Mortality was modeled using age-adjusted rates for SCD patients, with general population mortality rates multiplied by standardized mortality ratios (SMRs) based on age groups, following the approach applied by ICER’s SCD gene therapy review [5]: ages 12–18 years (SMR = 40.07), ages 19–35 years (SMR = 24.24), and ages 35+ years (SMR = 17.48). For patients achieving a stable state (no VOEs) after gene therapy, mortality hazard ratios were adjusted based on estimates from the ICER review [5].

It is acknowledged that the modeling simplifies the disease's complex and heterogeneous course. More detailed analyses focused on gene therapy value have already been developed [5, 24,25,26]. Given the scope of this analysis and the 6-year time horizon, a generalized model was used to capture the broad cost trends associated with SCD. To address heterogeneity, the model integrates cost data from Medicaid claims for actual SCD patients across different levels of VOE, thereby capturing the variation in standard-of-care costs. Furthermore, the model explicitly considers uncertainty in two significant areas: 1) uncertainty around the ‘durability’ of the effectiveness of a cell and gene therapy at a population level; and 2) uncertainty around eligibility and payment approaches.

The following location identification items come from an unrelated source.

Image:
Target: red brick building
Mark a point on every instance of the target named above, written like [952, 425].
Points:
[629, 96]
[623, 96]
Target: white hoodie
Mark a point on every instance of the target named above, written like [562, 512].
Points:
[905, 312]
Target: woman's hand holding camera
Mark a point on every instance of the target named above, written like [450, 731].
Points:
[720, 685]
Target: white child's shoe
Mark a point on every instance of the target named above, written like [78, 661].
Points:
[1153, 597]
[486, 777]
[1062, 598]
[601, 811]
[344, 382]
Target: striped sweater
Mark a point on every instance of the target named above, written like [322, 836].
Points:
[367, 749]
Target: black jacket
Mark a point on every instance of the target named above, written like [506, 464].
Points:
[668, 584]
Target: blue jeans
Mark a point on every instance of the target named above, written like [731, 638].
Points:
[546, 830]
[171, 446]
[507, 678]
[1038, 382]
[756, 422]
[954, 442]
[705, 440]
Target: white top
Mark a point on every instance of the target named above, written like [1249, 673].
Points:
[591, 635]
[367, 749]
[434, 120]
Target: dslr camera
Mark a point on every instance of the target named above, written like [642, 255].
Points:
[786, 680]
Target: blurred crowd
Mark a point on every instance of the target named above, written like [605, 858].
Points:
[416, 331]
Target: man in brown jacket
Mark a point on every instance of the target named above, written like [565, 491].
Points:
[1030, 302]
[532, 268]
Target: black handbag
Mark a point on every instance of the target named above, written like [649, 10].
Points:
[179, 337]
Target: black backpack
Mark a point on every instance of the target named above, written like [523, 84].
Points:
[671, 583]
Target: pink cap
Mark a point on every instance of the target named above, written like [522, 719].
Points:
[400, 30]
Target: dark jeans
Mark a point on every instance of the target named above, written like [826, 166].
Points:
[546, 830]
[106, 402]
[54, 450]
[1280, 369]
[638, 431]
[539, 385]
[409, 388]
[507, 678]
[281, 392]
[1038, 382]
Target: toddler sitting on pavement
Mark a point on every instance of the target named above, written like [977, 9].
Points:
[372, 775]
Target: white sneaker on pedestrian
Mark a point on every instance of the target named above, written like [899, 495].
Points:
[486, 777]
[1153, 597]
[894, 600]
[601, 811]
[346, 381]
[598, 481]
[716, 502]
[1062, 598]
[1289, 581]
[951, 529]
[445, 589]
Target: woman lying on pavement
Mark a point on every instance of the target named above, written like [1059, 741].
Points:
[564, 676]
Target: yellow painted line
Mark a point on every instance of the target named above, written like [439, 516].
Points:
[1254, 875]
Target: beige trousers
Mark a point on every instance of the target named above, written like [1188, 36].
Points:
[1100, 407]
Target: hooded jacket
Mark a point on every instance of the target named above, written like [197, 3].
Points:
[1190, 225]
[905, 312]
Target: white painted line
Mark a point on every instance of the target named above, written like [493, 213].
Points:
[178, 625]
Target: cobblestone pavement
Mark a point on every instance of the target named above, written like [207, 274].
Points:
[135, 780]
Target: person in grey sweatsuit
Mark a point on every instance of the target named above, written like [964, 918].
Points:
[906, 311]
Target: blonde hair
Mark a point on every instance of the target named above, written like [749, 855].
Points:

One author (RBM), who was not directly involved in the model's development, conducted a thorough review of the model. Key assumptions for the cost simulation model are presented in Table 1, while the inputs used in the model are listed in Table 2. The model estimated the cost of the gene therapies (1) without OBA and (2) with OBA, which includes paybacks in the event of gene therapy failure. Payback amounts (rebates) for a 6-year contract were estimated based on a proportionately declining percentage of the gene therapies' upfront cost over the contract duration. Payback rates for the gene therapies are presented in Online Resource 2 (see ESM).

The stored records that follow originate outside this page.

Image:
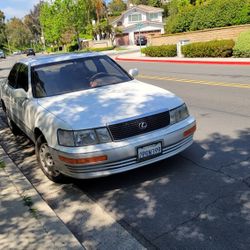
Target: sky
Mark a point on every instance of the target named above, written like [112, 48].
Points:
[17, 8]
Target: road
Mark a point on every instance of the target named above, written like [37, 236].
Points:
[199, 199]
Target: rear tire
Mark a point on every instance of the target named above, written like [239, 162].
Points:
[46, 161]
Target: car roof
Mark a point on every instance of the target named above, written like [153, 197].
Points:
[46, 59]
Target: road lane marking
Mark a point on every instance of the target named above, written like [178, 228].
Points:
[201, 82]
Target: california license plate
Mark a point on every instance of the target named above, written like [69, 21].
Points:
[149, 151]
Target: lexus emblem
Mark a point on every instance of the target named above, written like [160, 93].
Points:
[142, 125]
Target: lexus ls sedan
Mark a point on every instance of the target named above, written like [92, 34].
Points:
[89, 118]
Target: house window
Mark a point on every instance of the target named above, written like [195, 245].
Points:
[153, 16]
[134, 18]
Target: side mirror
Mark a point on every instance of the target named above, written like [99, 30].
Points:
[133, 72]
[20, 93]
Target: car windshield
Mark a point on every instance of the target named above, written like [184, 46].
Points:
[75, 75]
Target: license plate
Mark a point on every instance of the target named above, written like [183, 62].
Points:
[149, 151]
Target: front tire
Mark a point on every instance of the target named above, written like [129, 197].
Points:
[46, 161]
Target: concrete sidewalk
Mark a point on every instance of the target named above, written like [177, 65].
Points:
[138, 57]
[26, 221]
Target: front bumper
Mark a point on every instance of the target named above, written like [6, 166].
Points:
[122, 156]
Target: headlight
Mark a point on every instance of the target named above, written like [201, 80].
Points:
[83, 137]
[178, 114]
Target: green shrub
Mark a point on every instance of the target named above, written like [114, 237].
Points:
[211, 14]
[216, 48]
[101, 49]
[160, 51]
[72, 47]
[242, 45]
[180, 22]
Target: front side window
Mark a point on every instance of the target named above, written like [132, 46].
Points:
[134, 18]
[13, 76]
[22, 77]
[75, 75]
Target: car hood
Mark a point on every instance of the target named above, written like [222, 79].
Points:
[109, 104]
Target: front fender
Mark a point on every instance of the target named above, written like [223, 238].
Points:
[48, 124]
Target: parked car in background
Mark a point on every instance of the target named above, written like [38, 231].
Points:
[2, 54]
[30, 52]
[89, 118]
[141, 40]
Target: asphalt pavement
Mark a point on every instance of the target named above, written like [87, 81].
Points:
[199, 199]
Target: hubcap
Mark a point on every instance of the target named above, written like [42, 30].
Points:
[47, 160]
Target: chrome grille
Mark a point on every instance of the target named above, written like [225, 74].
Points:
[134, 127]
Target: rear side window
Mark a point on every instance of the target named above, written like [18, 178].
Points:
[13, 76]
[22, 78]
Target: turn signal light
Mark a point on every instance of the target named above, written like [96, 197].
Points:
[190, 131]
[83, 160]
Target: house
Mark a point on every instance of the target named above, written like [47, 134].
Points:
[141, 18]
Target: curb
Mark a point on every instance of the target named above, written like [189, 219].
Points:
[240, 63]
[59, 234]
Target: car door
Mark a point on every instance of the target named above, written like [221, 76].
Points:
[21, 104]
[9, 90]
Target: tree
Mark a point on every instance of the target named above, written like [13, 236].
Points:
[117, 6]
[18, 35]
[32, 21]
[100, 9]
[2, 30]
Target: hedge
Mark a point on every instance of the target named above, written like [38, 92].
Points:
[216, 48]
[212, 14]
[160, 51]
[242, 45]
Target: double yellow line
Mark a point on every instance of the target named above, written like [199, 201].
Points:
[201, 82]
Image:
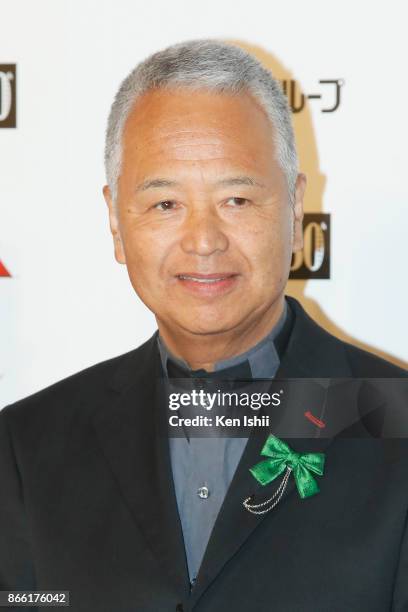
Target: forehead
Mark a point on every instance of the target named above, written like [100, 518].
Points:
[197, 125]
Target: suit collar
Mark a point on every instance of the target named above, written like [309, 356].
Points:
[133, 438]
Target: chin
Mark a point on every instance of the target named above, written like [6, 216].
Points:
[209, 325]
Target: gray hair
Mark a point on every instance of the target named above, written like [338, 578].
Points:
[203, 64]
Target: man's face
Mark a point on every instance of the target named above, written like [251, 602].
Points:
[203, 220]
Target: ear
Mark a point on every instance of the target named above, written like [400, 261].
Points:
[114, 226]
[297, 241]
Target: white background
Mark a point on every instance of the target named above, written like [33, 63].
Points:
[68, 304]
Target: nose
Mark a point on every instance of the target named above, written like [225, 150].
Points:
[203, 233]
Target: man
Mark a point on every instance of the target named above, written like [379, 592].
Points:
[205, 208]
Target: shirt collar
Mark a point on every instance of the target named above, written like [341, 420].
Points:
[263, 357]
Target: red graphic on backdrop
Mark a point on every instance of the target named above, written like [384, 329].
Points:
[314, 419]
[3, 270]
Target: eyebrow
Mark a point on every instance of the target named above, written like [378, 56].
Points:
[227, 182]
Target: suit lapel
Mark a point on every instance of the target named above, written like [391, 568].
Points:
[234, 525]
[130, 432]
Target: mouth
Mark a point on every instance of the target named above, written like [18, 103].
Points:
[207, 284]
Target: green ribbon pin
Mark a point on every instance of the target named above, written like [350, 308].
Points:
[281, 457]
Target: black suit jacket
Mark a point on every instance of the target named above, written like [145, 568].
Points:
[88, 503]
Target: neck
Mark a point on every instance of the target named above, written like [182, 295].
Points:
[205, 350]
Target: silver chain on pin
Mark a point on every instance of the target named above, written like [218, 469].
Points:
[255, 508]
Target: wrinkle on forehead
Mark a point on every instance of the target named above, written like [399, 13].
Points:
[166, 127]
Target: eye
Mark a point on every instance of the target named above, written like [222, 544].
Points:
[165, 205]
[236, 202]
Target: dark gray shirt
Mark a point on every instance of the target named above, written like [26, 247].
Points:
[203, 467]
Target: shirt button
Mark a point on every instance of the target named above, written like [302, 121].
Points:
[203, 492]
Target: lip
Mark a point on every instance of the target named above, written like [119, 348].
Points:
[195, 282]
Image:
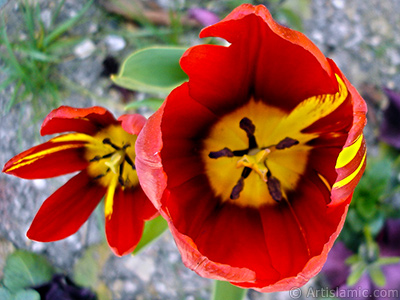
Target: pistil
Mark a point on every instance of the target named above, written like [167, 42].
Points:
[254, 158]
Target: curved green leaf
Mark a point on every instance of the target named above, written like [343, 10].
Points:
[5, 294]
[224, 290]
[377, 276]
[152, 103]
[152, 230]
[25, 269]
[27, 295]
[152, 70]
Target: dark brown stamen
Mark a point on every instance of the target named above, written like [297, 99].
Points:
[286, 143]
[102, 175]
[226, 152]
[240, 152]
[129, 161]
[237, 189]
[97, 158]
[274, 188]
[107, 141]
[246, 172]
[247, 125]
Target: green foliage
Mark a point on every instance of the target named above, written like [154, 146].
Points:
[88, 270]
[25, 269]
[22, 271]
[368, 207]
[152, 103]
[27, 295]
[153, 229]
[153, 70]
[30, 63]
[225, 290]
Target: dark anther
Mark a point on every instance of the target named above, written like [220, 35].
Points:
[108, 142]
[226, 152]
[121, 180]
[237, 189]
[274, 188]
[98, 176]
[247, 125]
[286, 143]
[129, 161]
[97, 158]
[246, 172]
[240, 152]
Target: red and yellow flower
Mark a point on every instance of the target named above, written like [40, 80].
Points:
[254, 160]
[103, 150]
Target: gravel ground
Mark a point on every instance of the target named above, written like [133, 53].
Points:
[359, 35]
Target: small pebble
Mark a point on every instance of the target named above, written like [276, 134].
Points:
[84, 49]
[114, 43]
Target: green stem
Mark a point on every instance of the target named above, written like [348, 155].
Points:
[225, 291]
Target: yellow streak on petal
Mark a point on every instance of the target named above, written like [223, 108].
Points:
[348, 153]
[325, 181]
[109, 199]
[76, 137]
[27, 160]
[349, 178]
[309, 111]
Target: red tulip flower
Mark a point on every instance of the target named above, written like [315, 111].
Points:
[103, 150]
[254, 160]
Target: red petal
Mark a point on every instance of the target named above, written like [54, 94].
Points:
[64, 212]
[47, 160]
[132, 123]
[257, 41]
[124, 228]
[148, 161]
[84, 120]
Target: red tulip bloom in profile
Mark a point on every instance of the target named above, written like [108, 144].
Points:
[256, 157]
[103, 150]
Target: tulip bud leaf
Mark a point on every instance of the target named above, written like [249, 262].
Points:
[27, 295]
[152, 230]
[24, 269]
[224, 290]
[377, 276]
[388, 260]
[152, 70]
[5, 294]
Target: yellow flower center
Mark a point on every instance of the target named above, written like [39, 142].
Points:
[257, 154]
[111, 158]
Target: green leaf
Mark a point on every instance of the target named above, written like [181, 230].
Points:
[225, 291]
[60, 29]
[152, 230]
[88, 268]
[152, 70]
[388, 260]
[356, 272]
[354, 220]
[27, 295]
[5, 294]
[152, 103]
[25, 269]
[377, 276]
[353, 259]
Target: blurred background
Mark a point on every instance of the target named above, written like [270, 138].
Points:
[64, 51]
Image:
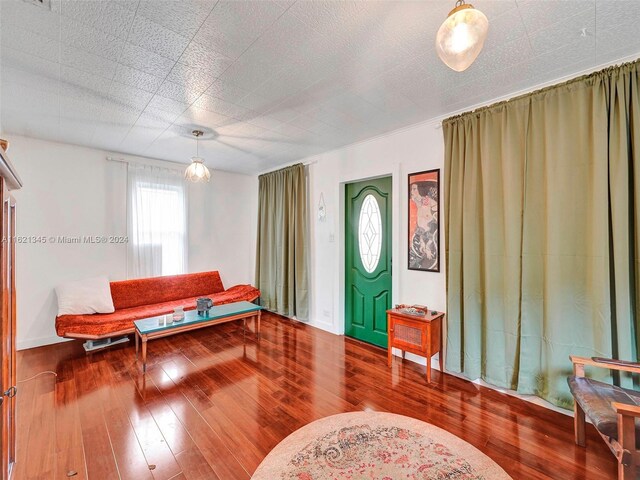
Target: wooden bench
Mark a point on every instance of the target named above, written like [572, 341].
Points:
[613, 411]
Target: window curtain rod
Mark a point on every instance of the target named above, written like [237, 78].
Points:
[153, 163]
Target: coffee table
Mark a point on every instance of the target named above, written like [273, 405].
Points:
[164, 326]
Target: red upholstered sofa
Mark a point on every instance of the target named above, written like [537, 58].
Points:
[148, 297]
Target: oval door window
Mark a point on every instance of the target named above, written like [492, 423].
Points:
[370, 233]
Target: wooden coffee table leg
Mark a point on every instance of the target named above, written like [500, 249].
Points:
[144, 353]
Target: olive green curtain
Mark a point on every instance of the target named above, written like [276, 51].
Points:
[282, 246]
[542, 210]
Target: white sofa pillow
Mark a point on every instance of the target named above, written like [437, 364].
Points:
[86, 296]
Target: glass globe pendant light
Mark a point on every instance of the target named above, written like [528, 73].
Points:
[461, 36]
[197, 171]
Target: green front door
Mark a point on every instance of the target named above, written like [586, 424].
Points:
[368, 259]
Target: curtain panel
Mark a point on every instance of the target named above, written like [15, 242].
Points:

Table 1 Key model assumptions

To determine the uncertainty interval of the financial balance with gene therapies at 6 years, a Monte Carlo simulation with 1000 trials was run, employing the probabilistic value of the standardized mortality ratio, the treatment effectiveness on mortality, response rate, durability of effectiveness, gene therapy administration and monitoring costs, and SoC costs.

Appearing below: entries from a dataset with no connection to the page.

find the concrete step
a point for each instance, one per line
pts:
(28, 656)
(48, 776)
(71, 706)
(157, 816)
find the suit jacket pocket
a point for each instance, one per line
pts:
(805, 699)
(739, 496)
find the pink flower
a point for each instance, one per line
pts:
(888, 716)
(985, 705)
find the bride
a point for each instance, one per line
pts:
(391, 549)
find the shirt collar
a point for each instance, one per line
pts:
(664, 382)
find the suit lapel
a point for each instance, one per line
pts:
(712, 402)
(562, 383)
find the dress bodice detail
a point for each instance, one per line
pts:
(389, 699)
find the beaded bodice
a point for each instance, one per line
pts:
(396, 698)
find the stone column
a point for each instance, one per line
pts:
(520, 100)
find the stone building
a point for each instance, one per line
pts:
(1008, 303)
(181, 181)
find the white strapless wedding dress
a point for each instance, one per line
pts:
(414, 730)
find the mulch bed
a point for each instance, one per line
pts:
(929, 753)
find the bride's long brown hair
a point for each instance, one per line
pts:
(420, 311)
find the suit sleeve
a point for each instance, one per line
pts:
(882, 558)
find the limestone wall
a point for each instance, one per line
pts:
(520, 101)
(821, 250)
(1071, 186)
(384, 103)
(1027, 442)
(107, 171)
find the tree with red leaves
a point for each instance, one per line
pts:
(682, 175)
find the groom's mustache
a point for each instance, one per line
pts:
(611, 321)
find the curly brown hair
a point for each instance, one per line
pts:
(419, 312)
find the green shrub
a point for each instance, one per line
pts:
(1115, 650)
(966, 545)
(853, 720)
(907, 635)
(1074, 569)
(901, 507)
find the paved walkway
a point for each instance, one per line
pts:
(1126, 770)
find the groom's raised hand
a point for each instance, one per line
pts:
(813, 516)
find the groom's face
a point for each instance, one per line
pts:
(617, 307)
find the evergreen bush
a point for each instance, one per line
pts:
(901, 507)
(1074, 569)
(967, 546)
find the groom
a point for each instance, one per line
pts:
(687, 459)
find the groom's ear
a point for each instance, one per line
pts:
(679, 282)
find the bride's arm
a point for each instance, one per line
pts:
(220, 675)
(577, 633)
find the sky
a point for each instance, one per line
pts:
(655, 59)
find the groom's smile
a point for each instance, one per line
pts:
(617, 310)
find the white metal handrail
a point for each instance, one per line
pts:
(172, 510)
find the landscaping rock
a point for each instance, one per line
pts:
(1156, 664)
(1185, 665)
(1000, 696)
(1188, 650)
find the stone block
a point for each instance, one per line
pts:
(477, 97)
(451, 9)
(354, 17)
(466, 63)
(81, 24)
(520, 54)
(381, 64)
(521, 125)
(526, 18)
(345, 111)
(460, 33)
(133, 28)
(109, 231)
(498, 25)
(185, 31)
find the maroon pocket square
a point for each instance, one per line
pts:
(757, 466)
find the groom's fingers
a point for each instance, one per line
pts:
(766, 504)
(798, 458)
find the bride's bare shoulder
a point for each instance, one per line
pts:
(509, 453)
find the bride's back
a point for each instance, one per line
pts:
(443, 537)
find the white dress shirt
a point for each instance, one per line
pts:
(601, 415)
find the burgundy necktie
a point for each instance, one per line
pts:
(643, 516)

2.3 Assessing the Impacts of Payment Models

The financial implications of various payment models proposed by CMMI’s Cell and Gene Therapy Access Model were evaluated, focusing on OBAs, volume-based rebates, and guaranteed rebates. The analysis was conducted over a 6-year contract period, the maximum duration proposed by CMMI. It assessed the impact of gene therapy effectiveness duration, patient eligibility criteria, and rebate structures. For OBAs, financial impacts for Medicaid were estimated under different scenarios of response rate, gene therapy effectiveness durability, and across varying contract time horizons. Volume-based rebates were analyzed in relation to patient eligibility criteria, with hypothetical tiered rebates assigned based on varying thresholds for VOEs experienced in the 2 years prior to gene therapy qualification. These thresholds ranged from patients with ≥ 4 VOEs to those with ≥ 15 VOEs over the preceding 2 years. Guaranteed rebates were calculated based on hypothetical offsets of Medicaid costs over different time horizons, reflecting various SoC cost scenarios. These models aimed to explore potential financial savings and mitigate the budgetary impact on Medicaid while maintaining patient access to gene therapies.